EDMONTON INTERVIEW WITH BOB BECKER   We were delighted to return to the beautiful acoustics of the Winspear Centre in Edmonton, Alberta for the first time since 1992. And Edmonton welcomed us with open arms, throwing around terms like “supergroup” and “one of the premiere musical ensembles of our time.” 

         Roger Levesque of the Edmonton Journal had a pre-convert interview with Bob and also reviewed the concert afterwards. Here are some excerpts: With regard to our collection of unique instruments, Bob said, “We’re kind of a show whether we like it or not. And it’s astounding the number of musical styles and instruments there are around the world that we still don’t know. Every year we encounter something that leaves us wondering, ‘How come we didn’t know about that?’”  With regard to our history: “[John] Cage…and his concept of sound awareness was very significant for all of us. The idea of being able to accept sounds of any kind as having meaning and potentially being musical was huge…For someone like myself, who was trained for classical music and symphony playing, it was an amazing liberation to improvise without any predetermined structures. That’s all we did for the first four or five years.”

        Later Levesque wrote: “NEXUS has developed unmatched ears when it come to seeking out the rhythms of the world and transforming them into something new. Musicians behind Stomp and Blue Man Group readily admit a debt to Nexus…focus with Nexus and you will hear their wood and metal instruments come alive to reveal a vast, brilliant universe of tone colours…plumbing a fount of textures and effervescent melodies that seemed limitless. There couldn’t have been a better place to hear it either, given how the ultra-live acoustics of the Winspear amplified even the subtlest moments…It’s hard to overstate just how phenomenal these master players were.”  Thank you Mr Levesque, and thank you Edmonton!

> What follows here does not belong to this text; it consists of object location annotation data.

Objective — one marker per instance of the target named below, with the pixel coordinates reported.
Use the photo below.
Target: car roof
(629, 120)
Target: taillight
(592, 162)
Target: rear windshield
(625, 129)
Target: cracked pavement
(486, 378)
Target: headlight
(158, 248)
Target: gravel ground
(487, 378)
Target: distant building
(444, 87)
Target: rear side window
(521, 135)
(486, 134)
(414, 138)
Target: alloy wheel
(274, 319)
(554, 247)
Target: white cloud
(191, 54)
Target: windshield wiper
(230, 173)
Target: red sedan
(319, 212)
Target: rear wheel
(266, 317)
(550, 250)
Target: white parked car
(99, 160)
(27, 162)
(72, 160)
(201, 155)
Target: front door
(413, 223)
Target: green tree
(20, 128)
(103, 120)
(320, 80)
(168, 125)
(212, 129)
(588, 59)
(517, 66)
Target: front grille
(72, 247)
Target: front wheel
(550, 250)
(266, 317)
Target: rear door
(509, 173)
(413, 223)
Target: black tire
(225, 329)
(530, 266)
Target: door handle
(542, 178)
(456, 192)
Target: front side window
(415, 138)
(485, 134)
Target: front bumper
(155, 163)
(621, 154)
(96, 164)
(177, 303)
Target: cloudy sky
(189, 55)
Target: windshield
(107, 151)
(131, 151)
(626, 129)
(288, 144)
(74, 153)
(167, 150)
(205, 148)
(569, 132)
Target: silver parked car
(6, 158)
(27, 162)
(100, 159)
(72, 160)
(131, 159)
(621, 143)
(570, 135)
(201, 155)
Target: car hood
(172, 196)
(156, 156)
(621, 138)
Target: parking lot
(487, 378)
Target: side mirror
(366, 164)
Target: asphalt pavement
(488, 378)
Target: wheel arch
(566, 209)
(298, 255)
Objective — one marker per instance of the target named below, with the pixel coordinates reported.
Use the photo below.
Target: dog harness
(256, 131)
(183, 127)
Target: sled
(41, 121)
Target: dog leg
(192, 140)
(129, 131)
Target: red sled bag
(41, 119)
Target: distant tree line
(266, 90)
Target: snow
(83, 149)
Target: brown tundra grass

ELORA AT TWENTY-FIVE   Elora Ontario with its picturesque gorge, 19th century limestone mill and its fine choir under the direction of Noel Edison celebrated the Elora Festival’s 25th anniversary in July and we joined them. You will recall that 15 years before, we had performed for the Festival, (east of Toronto), in an actual limestone quarry with superb natural acoustics that they had recently begun to use as the venue of gala evening concerts enhanced by special lighting effects. This time, however, we performed in the Festival’s Gambrel Barn. The photo here (by David Pike) is from the festival’s 2009 opening night but we wanted you to see this rather amazing space! In a joint concert with the celebrated Elora Festival Singers, we presented an evening of improvisation, traditional African music, and early American drum and choral works. These latter works were particularly Robin Engelman’s “thing”, and there were 11 pieces on the program arranged by Robin. R. Murray Schafer’s “Epitaph for Moonlight” and Lee Kesselman’s “Shona Mass” were also part of our evening “buffet”.


WE GOT SEOUL    You know we couldn’t get through a year without shipping ourselves and our instruments overseas!   October took us to the three-day Seoul International Drum Festival in Korea as the featured group, along with other prominent percussionists from around the world. Sadly, Bill Cahn was unable to be there for this one. When Bob Becker was asked what he remembered most about the Festival, he said, “Missing Bill.”   Awww.   He also recalled hanging with master drummer Gideon Alorwoye (one of Steve Reich’s teachers in Steve’s original 1970 trip to Ghana) and Gideon’s observation that “A lot of people know how to hit a drum, but not many know how to play one…”. As you can see from the photos at the Outdoor Plaza Concert Space, the stage was gigantic, making for some weird acoustics, and lasers and smoke were prevalent.